Duas coisas atenuam a diferença na prática, segundo a orientação dos credores resumida em vários relatórios de mercado atuais: primeiro, os compradores que canalizam poupanças ou carteiras de investimento através do banco financiador desbloqueiam por vezes melhores condições, uma vez que as instituições ponderam a profundidade da relação a par da residência. Segundo, os mutuários que já detêm uma autorização de residência portuguesa e um histórico de rendimentos local — em vez de puros não residentes — situam-se ocasionalmente mais perto do escalão de residente, no intervalo de 70–75% de LTV que alguns bancos já oferecem. Nenhuma das vias está garantida, e os resultados dependem inteiramente da própria avaliação de risco que o banco faz de cada candidato.
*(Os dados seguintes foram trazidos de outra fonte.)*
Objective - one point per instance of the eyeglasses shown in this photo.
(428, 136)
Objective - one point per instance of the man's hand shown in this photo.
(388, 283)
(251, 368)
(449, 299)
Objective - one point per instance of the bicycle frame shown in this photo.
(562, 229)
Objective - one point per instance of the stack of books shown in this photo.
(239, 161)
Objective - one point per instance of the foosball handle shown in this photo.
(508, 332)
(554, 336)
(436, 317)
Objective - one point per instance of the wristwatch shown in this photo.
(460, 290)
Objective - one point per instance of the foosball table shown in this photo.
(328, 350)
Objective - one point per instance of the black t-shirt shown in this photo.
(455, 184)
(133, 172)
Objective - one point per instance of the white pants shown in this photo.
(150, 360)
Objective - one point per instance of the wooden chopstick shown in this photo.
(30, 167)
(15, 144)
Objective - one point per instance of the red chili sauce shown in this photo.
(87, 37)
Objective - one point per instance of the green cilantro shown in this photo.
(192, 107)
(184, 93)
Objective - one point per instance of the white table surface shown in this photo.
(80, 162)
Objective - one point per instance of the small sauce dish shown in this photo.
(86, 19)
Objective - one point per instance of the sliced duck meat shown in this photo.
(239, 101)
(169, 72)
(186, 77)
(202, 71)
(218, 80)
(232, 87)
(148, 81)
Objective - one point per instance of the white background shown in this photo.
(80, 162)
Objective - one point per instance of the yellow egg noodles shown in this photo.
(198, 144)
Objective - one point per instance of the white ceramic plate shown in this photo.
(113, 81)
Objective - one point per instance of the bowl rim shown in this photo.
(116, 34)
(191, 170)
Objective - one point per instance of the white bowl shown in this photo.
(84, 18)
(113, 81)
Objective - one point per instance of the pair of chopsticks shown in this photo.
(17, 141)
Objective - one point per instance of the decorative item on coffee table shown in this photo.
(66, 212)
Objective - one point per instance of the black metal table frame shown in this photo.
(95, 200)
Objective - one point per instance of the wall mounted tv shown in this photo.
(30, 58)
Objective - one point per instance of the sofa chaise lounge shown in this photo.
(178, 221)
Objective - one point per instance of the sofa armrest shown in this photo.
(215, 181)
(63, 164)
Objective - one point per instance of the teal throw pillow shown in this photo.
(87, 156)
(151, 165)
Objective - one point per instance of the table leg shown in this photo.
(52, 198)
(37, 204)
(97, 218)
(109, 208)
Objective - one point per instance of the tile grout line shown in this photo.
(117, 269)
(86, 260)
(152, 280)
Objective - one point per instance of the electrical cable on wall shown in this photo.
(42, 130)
Para a maioria dos estrangeiros ainda no estrangeiro no momento da candidatura, o teto de 60–70% continua a ser o pressuposto de trabalho em torno do qual planear — e não os 80–90% de que os residentes beneficiam, nem algo que um valor de Euribor mais baixo venha a alterar.

O Que Acompanhar

Os limites macroprudenciais de LTV e de esforço (rácio serviço da dívida/rendimento) do Banco de Portugal são o mecanismo por detrás desta diferença, e são um parâmetro de supervisão, não uma taxa de mercado — só se movem se o regulador recalibrar o risco sistémico, e não porque o BCE corta. Os compradores devem também acompanhar a sua própria estrutura de custos de compra: o IMT, o Imposto do Selo e os honorários do notário acrescem de forma material à entrada, e um NIF mais uma conta bancária portuguesa são pré-requisitos antes de qualquer credor sequer apresentar uma proposta. Para o quadro mais completo dos custos de mudança — vistos, residência fiscal e a sequência de documentação que antecede um pedido de crédito — consulte o portal de relocalização da GrowIN.

A história das taxas em destaque é genuinamente uma boa notícia para quem já tem um crédito à habitação em Portugal. Para o estrangeiro que ainda tenta obter um, a entrada — e não a taxa — continua a ser o número que decide se a mudança chega sequer a acontecer.